War schon sonderbar, dass ich erst im Jahre 2003, ausgerechnet von einem Fan aus den USA auf THE STARSEEDS aufmerksam gemacht wurde. Ein deutsch-englisches Pop-Duo mit Fans in Amerika! Ein echter Geheimtipp! Ziemlich verworren das Ganze aber als Retro-Empfehlung komme ich um diese einzigartige Formation nicht herum.

The Starseeds

Die deutsche Sängerin Regina Dannhof und Gitarrist Alex McGowan aus London haben schon 1998 mit ihrem Debütalbum „PARALLEL LIFE“ sowie zwei Jahre später mit „THERE IS ENOUGH FOR EVERYONE“ ein musikalisches Terrain betreten, das kaum andere Pop-Musiker je erreichen oder bestenfalls tangieren werden. Diese zwei CDs gehören eigentlich ins Regal eines jeden Liebhabers ausgefallener experimentierfreudiger Pop-Musik. Schade, dass es keine weiteren Platten mehr gab. Ebenso bedauerlich die Tatsache, dass die zwei Scheiben nur in begrenzter Stückzahl veröffentlicht wurden. Umso mehr fühle ich mich nahezu gedrängt diese Perlen wieder aufzufrischen!

The Starseeds

Die Musik von STARSEEDS auf einen Nenner zu bringen ist ziemlich schwierig, da bedarf es vieler Attribute. Es ist Flower-Power-Hippie-Pop mit Hang zur Avantgarde. Es ist Kosmos-Chillout mit erhöhtem Sex-Faktor. Es ist flauschiger Rhythm and Blues mit ultrageilen Riffs und fetten Basslinien. Witzig, flippig, trippig, sehr interessant.
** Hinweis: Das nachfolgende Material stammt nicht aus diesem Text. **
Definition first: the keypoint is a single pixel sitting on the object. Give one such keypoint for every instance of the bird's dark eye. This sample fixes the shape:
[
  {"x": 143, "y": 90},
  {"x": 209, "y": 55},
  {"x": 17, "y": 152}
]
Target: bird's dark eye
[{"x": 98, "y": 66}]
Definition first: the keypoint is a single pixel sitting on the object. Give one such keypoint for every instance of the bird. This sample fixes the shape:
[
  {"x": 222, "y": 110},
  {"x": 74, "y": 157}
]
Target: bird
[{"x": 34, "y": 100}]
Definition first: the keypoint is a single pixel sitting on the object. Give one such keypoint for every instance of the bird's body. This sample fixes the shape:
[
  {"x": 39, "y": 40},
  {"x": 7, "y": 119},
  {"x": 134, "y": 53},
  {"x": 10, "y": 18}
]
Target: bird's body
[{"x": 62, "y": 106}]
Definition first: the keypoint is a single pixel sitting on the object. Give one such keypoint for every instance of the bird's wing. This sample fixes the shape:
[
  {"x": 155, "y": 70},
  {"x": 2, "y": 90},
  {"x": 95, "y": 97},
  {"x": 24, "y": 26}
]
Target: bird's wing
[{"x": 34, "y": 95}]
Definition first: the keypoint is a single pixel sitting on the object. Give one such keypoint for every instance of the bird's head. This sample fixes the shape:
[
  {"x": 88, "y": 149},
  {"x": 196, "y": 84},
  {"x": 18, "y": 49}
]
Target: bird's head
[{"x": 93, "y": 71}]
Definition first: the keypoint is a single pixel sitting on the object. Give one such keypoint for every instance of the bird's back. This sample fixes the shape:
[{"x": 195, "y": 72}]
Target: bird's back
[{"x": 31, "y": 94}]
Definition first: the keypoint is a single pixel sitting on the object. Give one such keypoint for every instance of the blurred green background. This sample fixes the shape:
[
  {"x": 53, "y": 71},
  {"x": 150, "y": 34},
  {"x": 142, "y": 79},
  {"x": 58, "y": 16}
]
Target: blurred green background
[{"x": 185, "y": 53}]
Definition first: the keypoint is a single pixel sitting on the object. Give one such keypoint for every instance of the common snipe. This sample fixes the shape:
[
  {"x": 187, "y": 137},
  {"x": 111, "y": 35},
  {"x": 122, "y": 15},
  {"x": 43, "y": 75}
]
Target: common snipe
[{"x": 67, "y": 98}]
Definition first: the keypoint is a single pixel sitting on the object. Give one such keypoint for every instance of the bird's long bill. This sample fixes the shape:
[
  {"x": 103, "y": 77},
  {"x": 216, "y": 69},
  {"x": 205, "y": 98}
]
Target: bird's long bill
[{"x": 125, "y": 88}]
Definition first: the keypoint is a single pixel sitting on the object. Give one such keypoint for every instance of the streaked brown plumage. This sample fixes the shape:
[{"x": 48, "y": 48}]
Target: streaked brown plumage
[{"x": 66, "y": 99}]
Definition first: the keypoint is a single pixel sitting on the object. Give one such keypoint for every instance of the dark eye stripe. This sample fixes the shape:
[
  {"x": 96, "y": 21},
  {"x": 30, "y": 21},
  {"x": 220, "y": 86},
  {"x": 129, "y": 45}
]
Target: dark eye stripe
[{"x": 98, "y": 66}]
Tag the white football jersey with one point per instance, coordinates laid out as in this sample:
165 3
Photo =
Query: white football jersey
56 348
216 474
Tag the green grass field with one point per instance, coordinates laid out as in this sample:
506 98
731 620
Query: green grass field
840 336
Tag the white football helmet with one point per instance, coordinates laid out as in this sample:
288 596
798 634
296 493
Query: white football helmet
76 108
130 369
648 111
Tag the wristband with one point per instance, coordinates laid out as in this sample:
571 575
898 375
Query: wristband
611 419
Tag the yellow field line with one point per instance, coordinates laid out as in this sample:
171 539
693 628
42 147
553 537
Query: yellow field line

Mich transportiert der Sound immer wieder in den Heaven-Airport-Coffeeshop einer interstellaren Raumstation mit grandiosem Blick auf Sonne, Mond und Sterne. Unvergesslich die zeitlose, hypnotische Hymne „Parallel Life“ mit der flüsternden und jauchzenden Stimme von Regina Dannhof. Oh ja, über alles dominiert ihr schwebender Gesang. Die schwarzhaarige Cherubine aus dem Weltraum singt völlig schwerelos und fragil … englisch und auch mal deutsch.

Was ist nur aus diesen beiden Avantgardisten geworden? Ich dachte schon der Shuttle wäre längst abgefahren, verschollen im All, da erreicht mich die erfreuliche Nachricht: THE STARSEEDS bringen gegen Ende 2010 ihr 3. Album raus … na endlich!